Gutzke has his clients provide additional planning documents. He encourages his clients to update what he calls their “personal financial statement,” a list of all the client’s assets, including those held at other institutions, as well as all their liabilities and insurance policies, along with a list of their lawyers, accountants and other key advisors. In addition, he urges his clients to create a list of computer logins.
It’s imperative, too, that advisors get an emergency contact when opening a new account and update the contact information annually.
But even with all these documents and measures, advisors have to be extra careful to protect themselves and their banks from legal liability when dealing with the cognitively impaired.
Advisors should document everything and involve as many people as possible, according to advisors and other experts.
Pennock of Bank of the West cites the example of a cognitively impaired former chemist whom the bank serves. The client admits that while he reads scientific journals prodigiously, he can’t recall anything he reads and has trouble remembering one meeting to the next.
While the client has all the planning documents in place, including a will and estate plan, Pennock encourages the trust officer in charge to include the client’s lawyer, other family members and other trust officers when meeting with him.
“The idea is to have several ears on the situation,” Pennock says. Amid all the challenges, advisors must never lose sight of the fragility of clients and their families in such situations. Good advisors will use both the financial and emotional sides of their brains, says Gutzke.
“It would be a lot easier if I was just managing their financial assets and not doing anything else,” says Gutzke.

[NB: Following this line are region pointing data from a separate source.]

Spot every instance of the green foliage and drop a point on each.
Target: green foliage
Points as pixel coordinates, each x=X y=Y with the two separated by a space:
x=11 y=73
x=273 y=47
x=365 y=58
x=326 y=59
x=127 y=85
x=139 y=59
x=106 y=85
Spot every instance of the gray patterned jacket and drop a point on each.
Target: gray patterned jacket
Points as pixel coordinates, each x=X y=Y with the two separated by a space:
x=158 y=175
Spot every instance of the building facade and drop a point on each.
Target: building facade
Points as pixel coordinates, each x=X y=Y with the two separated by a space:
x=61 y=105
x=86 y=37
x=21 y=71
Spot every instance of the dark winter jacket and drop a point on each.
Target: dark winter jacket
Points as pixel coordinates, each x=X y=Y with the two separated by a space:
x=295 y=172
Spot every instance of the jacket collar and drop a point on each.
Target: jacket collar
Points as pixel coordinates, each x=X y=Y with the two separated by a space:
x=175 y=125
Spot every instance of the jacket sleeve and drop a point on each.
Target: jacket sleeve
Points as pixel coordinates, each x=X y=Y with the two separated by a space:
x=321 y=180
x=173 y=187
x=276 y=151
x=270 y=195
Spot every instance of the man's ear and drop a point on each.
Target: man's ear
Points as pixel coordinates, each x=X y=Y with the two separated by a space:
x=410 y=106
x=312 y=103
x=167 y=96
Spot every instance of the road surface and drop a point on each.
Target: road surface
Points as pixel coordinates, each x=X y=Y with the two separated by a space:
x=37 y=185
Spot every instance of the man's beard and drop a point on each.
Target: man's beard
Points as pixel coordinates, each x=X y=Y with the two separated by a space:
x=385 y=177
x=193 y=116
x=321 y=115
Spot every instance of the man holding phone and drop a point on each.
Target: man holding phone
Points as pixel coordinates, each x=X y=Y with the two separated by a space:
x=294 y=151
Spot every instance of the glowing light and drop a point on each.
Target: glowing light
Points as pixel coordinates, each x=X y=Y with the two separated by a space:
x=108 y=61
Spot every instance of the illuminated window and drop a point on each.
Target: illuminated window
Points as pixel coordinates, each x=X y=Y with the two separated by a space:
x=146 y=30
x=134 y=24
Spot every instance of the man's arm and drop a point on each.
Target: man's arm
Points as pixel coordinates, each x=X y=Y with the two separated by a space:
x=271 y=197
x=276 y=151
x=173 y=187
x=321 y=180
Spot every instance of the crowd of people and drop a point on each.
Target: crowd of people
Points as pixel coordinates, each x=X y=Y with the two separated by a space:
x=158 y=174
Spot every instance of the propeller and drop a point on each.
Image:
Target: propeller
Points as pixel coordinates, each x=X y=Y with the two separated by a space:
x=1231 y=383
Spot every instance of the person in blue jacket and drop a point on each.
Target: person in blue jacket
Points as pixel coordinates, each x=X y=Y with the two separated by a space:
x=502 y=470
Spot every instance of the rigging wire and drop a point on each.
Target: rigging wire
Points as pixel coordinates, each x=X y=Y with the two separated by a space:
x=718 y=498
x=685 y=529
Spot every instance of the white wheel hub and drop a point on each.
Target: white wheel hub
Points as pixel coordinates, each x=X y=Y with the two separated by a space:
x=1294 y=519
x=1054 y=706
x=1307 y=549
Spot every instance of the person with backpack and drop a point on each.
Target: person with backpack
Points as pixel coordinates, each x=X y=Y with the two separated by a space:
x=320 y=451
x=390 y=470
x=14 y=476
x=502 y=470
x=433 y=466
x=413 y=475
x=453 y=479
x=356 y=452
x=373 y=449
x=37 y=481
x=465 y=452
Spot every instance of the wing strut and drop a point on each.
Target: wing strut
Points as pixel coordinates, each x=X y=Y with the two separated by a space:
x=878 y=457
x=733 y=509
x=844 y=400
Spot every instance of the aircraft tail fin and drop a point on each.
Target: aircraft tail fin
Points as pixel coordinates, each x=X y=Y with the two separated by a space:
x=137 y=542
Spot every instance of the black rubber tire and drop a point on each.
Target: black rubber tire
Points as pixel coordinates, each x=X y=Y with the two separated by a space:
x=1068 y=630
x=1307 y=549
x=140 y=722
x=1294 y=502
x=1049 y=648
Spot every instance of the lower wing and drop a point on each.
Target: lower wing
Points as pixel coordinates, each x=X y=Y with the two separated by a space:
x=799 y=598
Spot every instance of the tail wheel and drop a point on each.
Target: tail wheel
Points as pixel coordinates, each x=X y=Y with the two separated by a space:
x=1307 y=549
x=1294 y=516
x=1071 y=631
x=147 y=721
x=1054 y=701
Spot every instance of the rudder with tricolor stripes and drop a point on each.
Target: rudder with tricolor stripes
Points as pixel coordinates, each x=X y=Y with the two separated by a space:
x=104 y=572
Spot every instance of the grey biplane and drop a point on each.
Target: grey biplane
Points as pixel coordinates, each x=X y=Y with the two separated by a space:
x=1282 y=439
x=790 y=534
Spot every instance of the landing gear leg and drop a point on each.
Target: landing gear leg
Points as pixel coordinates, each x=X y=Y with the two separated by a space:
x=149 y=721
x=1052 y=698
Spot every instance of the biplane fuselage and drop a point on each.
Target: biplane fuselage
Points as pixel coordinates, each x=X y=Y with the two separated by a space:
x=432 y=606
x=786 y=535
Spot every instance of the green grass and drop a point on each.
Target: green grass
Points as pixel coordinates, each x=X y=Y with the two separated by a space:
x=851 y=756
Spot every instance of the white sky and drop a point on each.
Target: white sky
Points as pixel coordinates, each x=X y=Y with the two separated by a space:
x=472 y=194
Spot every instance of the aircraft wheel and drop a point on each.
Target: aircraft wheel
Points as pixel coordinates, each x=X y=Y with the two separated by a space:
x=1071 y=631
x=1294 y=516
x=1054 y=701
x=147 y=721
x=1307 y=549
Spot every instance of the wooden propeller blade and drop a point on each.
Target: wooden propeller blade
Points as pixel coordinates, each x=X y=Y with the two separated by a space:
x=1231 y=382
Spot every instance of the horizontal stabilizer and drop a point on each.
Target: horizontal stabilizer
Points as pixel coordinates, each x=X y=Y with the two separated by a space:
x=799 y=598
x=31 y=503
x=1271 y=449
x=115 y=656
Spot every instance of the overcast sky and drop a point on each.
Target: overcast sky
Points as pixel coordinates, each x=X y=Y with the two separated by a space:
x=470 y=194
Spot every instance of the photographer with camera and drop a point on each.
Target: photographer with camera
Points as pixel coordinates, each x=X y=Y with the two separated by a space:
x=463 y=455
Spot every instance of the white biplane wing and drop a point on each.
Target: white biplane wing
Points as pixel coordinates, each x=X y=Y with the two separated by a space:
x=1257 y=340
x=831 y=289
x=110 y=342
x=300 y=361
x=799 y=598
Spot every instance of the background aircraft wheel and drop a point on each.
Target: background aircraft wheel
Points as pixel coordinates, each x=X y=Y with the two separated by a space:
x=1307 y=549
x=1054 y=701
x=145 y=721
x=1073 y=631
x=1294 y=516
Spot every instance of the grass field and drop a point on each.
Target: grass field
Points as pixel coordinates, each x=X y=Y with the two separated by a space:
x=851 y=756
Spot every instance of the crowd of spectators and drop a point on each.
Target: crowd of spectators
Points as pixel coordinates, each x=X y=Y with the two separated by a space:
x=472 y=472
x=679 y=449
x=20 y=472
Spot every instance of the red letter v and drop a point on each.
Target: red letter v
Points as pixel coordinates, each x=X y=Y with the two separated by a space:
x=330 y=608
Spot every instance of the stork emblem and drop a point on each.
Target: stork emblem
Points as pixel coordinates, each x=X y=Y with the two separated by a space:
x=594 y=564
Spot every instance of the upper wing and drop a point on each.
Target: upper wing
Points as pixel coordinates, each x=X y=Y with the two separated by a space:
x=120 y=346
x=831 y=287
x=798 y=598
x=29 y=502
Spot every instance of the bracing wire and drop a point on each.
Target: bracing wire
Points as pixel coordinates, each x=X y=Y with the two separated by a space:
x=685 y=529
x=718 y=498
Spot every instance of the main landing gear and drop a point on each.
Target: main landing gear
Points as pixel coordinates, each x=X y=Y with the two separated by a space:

Gutzke found himself tending to the needs of Dudley and his family on many levels. For example, while he helped them assemble a team of advisors to assist them with myriad financial, legal and family dynamic issues, he also encouraged the family’s effort to tap Dudley’s large network of buddies to support Dudley as his disease progressed.
“That’s one of the things that I see as being important to good long-term health,” Gutzke says. “It also makes the family feel better when you see people coming by and having a beer with the person.”
Dudley’s best friends also stepped up to help teach and mentor his children on the basics of budgeting, finance and their father’s business, supplementing the coaching they receive from Gutzke and other longtime advisors, according to Gutzke. “They laugh a lot,” Gutzke says of the friends who visit Dudley at home to cheer and entertain him.
“What started out as a hugely stressful event with many family issues has now calmed down,” says Gutzke. “There are still issues and challenges, but since my client and his children have surrounded themselves with trusted advisors and friends, they are making the most of their future together.”